(20 Nov 1996) Natural Sound
Two hundred miles above earth, astronauts from the Space Shuttle Columbia worked Wednesday to correct alignment problems in an ultraviolet telescope that had been set up hours before.
With the deployment, the astronauts completed the first major task of their 16-day mission.
The telescope -- known as Orfeus-Spas -- is designed to observe stars and interstellar gas.
Astronauts aboard Shuttle Columbia deployed the ultraviolet telescope on Tuesday night, about eight hours into their mission.
Part of a 93 (m) million U-S dollars project, the U-S/German Orfeus-Spas will spend two weeks looking at new-born and dying stars and the moon's atmosphere.
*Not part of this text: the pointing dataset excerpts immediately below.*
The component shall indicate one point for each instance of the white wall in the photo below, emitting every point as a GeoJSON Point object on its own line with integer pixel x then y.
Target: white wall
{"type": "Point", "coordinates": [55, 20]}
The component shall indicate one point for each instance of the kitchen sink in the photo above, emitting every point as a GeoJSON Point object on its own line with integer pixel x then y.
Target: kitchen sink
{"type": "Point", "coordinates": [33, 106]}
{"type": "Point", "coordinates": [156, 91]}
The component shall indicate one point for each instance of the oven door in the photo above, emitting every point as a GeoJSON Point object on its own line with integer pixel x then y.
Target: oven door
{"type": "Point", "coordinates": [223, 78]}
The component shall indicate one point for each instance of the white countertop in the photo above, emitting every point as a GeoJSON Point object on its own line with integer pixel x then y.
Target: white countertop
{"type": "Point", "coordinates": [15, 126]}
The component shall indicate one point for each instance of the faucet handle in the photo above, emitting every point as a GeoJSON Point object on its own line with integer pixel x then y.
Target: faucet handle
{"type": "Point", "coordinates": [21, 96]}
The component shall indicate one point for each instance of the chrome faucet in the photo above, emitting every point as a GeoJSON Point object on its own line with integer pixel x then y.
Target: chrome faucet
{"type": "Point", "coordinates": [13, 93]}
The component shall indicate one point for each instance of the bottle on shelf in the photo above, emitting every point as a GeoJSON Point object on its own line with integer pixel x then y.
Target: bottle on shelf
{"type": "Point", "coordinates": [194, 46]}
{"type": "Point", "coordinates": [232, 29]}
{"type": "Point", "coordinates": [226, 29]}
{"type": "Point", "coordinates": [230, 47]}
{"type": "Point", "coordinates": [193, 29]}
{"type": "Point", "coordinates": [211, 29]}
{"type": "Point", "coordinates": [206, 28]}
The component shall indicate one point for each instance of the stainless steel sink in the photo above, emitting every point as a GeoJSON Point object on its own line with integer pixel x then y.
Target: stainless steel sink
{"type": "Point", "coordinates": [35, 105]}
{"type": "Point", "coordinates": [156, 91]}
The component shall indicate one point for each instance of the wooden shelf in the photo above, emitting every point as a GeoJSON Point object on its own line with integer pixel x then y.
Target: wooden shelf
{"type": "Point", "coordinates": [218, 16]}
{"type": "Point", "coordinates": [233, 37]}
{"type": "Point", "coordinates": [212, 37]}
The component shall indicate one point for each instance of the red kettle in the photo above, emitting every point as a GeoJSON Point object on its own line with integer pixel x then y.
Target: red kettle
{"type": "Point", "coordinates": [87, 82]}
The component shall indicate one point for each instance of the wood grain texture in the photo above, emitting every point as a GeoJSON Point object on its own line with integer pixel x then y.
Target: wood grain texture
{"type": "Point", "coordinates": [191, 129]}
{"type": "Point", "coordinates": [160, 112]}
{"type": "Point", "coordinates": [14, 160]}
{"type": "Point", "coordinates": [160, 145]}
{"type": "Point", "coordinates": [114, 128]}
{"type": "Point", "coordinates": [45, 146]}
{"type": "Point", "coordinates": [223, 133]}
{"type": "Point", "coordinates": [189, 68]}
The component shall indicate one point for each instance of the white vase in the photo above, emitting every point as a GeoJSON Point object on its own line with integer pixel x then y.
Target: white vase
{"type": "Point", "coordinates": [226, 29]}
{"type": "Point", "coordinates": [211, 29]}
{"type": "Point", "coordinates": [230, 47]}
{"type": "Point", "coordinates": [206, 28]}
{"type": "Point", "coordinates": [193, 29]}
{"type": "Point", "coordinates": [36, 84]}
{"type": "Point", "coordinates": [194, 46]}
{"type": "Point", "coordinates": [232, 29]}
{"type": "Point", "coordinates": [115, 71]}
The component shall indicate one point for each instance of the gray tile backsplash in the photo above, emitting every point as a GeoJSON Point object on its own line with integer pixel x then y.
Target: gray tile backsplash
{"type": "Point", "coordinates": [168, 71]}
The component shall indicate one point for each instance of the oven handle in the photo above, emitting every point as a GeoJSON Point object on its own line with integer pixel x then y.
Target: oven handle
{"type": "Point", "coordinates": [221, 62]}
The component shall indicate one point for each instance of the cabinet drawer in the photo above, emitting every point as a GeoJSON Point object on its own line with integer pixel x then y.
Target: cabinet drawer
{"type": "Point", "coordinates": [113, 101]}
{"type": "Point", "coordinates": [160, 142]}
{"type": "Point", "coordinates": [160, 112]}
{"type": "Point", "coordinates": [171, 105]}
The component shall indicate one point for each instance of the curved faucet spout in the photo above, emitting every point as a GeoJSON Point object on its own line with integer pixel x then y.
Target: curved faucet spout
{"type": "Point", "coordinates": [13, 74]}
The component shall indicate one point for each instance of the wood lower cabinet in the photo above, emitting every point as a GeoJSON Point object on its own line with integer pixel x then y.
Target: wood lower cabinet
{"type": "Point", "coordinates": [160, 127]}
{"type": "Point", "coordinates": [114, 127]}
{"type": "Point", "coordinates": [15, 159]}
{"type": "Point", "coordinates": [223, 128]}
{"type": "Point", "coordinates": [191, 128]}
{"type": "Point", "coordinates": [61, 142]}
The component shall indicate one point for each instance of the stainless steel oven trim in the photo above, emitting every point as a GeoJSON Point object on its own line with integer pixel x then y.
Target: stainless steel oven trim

After being delayed by bad weather and a problem booster rocket for 11 days, Columbia lifted off Tuesday.
Columbia's five astronauts set loose the telescope Tuesday night, eight hours after the shuttle blasted off.
Scientists on the ground spent Wednesday morning trying to correct misalignments that kept the telescope's instruments from seeing what it was pointing at.
The telescope is supposed to fly free of Columbia more than 200 miles above Earth for nearly 14 days, making up to 300 observations of new-born and dying stars, interstellar gas, the atmosphere of the moon, and the northern and southern lights of Jupiter.
Scientists discovered the alignment problems when they aimed the telescope at the brightest ultraviolet object in the sky other than the sun, a star in the Constellation Puppis 1,000 to 1,500 light-years away.
The star wasn't where it was supposed to be.
NASA scientists said the problems are not a threat to the mission.
The experiment had technical problems on its first two shuttle flights, and the cost of the project so far is about 29 (m) million U-S dollars.
Later in the mission, two astronauts will venture outside to test new space-walking tools, including a crane for the future international space station.
The telescope trailed shuttle Columbia by more than 20 miles today, at heights of 200 miles above Earth.
The shuttle will pick up the telescope before its return to Earth 5 December.